Tres meses de prisión preventiva fueron impuestos a cuatro agentes de la Policía Nacional acusados de estar vinculados a la muerte de Jorge Gabriel Báez Abreu y otros dos hombres, durante un operativo ocurrido en la autopista Joaquín Balaguer, en Santiago. La medida de coerción fue dictada por el juez Miguel Reyes Báez, de la Oficina Judicial de Servicios de Atención Permanente, contra el teniente Miguel Martínez Grullón, el sargento Richard Alberto, el cabo Rafael Mena Peña y otro agente implicado. El tribunal determinó que el caso no reúne las condiciones para ser declarado complejo, por lo que la investigación continuará bajo el plazo establecido.

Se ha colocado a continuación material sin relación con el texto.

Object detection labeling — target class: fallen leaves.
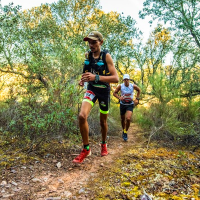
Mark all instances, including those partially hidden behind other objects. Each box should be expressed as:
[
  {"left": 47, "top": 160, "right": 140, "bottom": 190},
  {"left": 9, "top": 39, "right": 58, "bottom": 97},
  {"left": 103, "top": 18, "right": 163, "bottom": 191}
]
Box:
[{"left": 87, "top": 147, "right": 200, "bottom": 200}]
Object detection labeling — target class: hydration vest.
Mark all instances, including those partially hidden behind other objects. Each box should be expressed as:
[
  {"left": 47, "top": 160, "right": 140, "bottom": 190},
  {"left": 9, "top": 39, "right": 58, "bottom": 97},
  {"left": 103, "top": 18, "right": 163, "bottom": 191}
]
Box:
[
  {"left": 120, "top": 83, "right": 134, "bottom": 105},
  {"left": 83, "top": 50, "right": 110, "bottom": 88}
]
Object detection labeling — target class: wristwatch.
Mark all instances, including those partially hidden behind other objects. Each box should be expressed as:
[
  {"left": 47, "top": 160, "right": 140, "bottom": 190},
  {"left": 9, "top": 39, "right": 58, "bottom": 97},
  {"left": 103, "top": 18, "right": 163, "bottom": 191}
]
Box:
[{"left": 94, "top": 75, "right": 99, "bottom": 83}]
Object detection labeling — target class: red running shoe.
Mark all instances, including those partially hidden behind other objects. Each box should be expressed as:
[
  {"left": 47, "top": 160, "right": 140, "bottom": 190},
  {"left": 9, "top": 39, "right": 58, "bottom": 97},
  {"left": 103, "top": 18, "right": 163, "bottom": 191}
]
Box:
[
  {"left": 73, "top": 149, "right": 91, "bottom": 163},
  {"left": 101, "top": 144, "right": 108, "bottom": 156}
]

Durante el conocimiento de la medida, el Palacio de Justicia de Santiago permaneció bajo un amplio dispositivo de seguridad integrado por agentes policiales y miembros de unidades SWAT. Asimismo, decenas de policías acudieron al lugar para expresar respaldo a los imputados. Báez Abreu había escapado semanas antes de un centro de salud en Nagua, donde permanecía bajo custodia, y posteriormente murió durante un operativo policial, hecho que dio origen a la investigación del Ministerio Público.
El caso ha reavivado el debate sobre el uso de la fuerza por parte de los organismos de seguridad y la necesidad de fortalecer los protocolos de actuación policial. Durante el análisis del proceso, se destacó la importancia de que las intervenciones de los agentes se ajusten al marco legal y al debido proceso, con el objetivo de garantizar una aplicación uniforme de la justicia y reforzar la confianza ciudadana en las instituciones encargadas de hacer cumplir la ley.